SPD? Muss man sich noch für die interessieren? Oder ist das eher so etwas wie Leichenschändung? 😛

Die beiden jetzt nicht mehr ganz so neuen Vorsitzenden haben die SPD nicht aus der GroKo-Knechtschaft entführt, ja noch nicht mal die Vorbereitungen dafür getroffen.

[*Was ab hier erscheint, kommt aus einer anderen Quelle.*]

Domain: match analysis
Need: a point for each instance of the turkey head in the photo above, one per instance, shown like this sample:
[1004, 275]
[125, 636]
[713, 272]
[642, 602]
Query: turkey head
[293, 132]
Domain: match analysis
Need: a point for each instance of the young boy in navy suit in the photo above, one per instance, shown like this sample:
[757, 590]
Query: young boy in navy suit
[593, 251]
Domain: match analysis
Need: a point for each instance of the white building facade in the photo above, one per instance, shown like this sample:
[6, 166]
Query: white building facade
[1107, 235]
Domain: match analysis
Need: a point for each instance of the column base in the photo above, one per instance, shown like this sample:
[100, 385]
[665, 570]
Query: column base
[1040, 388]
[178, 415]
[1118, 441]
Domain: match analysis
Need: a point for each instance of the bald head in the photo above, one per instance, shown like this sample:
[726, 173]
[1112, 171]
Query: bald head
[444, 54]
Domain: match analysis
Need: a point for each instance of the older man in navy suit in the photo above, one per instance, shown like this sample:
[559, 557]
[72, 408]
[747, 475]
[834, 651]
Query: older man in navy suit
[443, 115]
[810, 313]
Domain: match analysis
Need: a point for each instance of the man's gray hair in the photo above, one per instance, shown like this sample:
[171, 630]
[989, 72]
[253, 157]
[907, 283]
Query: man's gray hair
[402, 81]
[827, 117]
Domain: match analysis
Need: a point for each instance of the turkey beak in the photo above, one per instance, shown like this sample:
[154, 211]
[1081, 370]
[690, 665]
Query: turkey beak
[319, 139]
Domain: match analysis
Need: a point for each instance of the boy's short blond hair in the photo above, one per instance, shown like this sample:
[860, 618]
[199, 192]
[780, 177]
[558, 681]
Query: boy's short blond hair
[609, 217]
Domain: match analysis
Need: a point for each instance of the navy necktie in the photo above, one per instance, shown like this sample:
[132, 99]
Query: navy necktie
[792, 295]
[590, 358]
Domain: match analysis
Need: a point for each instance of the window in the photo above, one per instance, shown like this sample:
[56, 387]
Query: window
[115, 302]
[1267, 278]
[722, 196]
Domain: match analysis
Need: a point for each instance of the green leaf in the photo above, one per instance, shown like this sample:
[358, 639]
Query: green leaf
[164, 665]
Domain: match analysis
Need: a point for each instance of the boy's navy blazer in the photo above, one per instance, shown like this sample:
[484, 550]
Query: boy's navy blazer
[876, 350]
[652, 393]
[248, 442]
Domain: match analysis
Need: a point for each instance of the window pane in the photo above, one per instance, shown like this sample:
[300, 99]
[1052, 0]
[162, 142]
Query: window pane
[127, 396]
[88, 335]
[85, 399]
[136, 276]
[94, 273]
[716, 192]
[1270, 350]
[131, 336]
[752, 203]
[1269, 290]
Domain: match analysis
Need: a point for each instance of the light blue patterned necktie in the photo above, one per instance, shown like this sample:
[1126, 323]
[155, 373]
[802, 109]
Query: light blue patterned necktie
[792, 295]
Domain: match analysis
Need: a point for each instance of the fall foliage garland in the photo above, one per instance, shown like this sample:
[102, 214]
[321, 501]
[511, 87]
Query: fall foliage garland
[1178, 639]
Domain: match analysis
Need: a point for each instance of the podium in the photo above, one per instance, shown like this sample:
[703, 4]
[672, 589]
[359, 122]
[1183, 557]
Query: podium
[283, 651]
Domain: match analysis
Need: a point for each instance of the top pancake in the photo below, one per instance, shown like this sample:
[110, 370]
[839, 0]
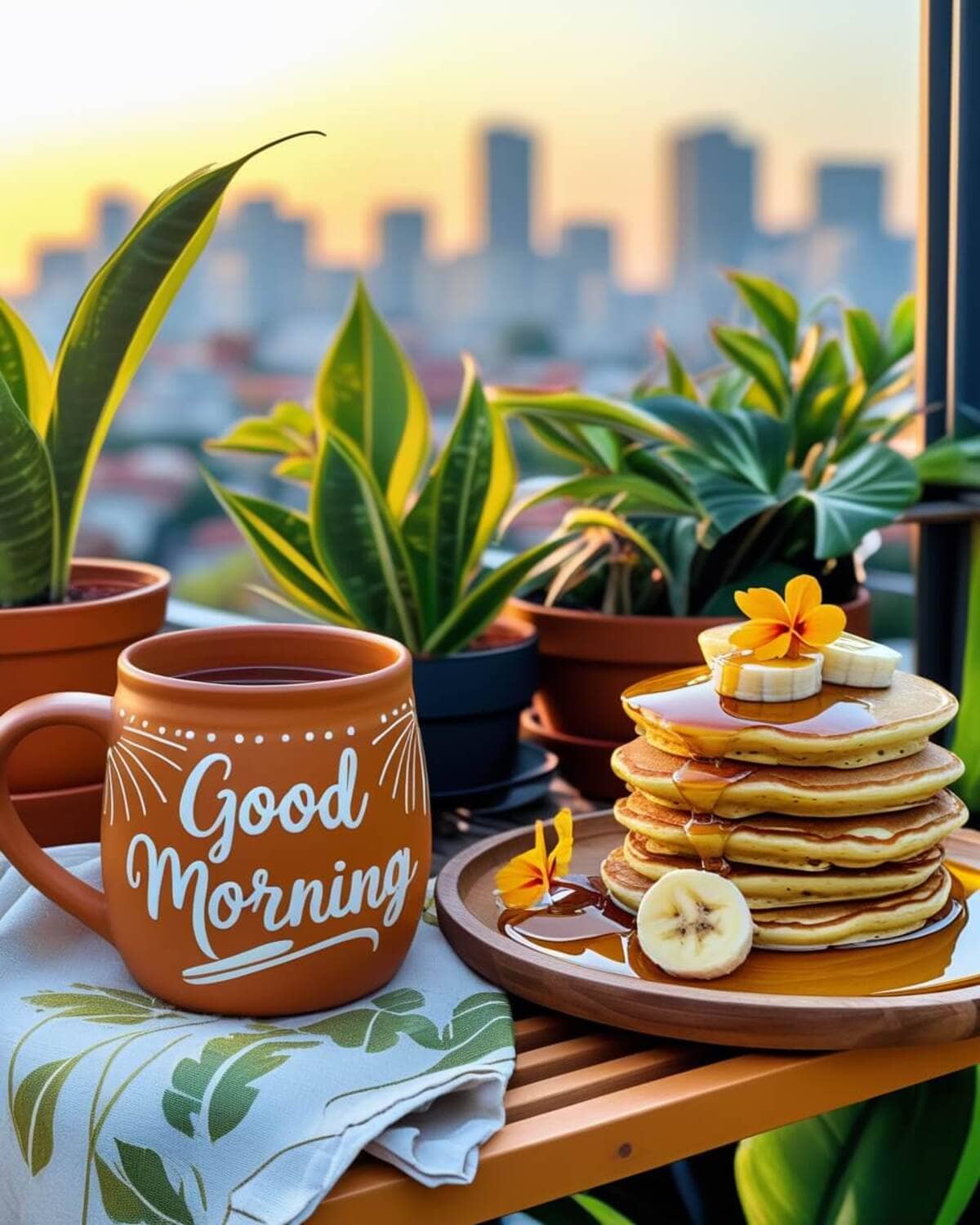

Wenn ich an die denke für die beiden, ist das Lied hier angemessen. Und ansonsten würde ich mich auch mal so gerne knechten lassen wie die VorturnerInnen der Sozen.

Michelle
Gast

Wieder mal ein toller Artikel! 😊 Danke dafür… Wenn ich freie Minuten habe, lese ich immer die Neulandrebellen!

Zum Thema: Was will man erwarten?

„Wer hat uns verraten? Sozialdemokraten!“ – „Wer hat uns verraten, wer hat uns verkauft?“

– Marc-Uwe Kling –

Tja, die liebe SPD ist inzwischen eine bedeutungslose, politische Kraft am Rockzipfel der CDU/CSU und seit Schröders KATASTROPHALER und neoliberaler Agenda-Politik mit dem Schikane-System Hartz IV, ist dieser Spruch leider passender denn je… 😢

ChrissieR
Gast
ChrissieR

…Neues vom Känguruh!😀

Carlo
Gast
Carlo

Parteien erinnern mich immer an das römische Patronat. In der klassischen Demokratie kommen keine Parteien vor. Vermutlich aus gutem Grund.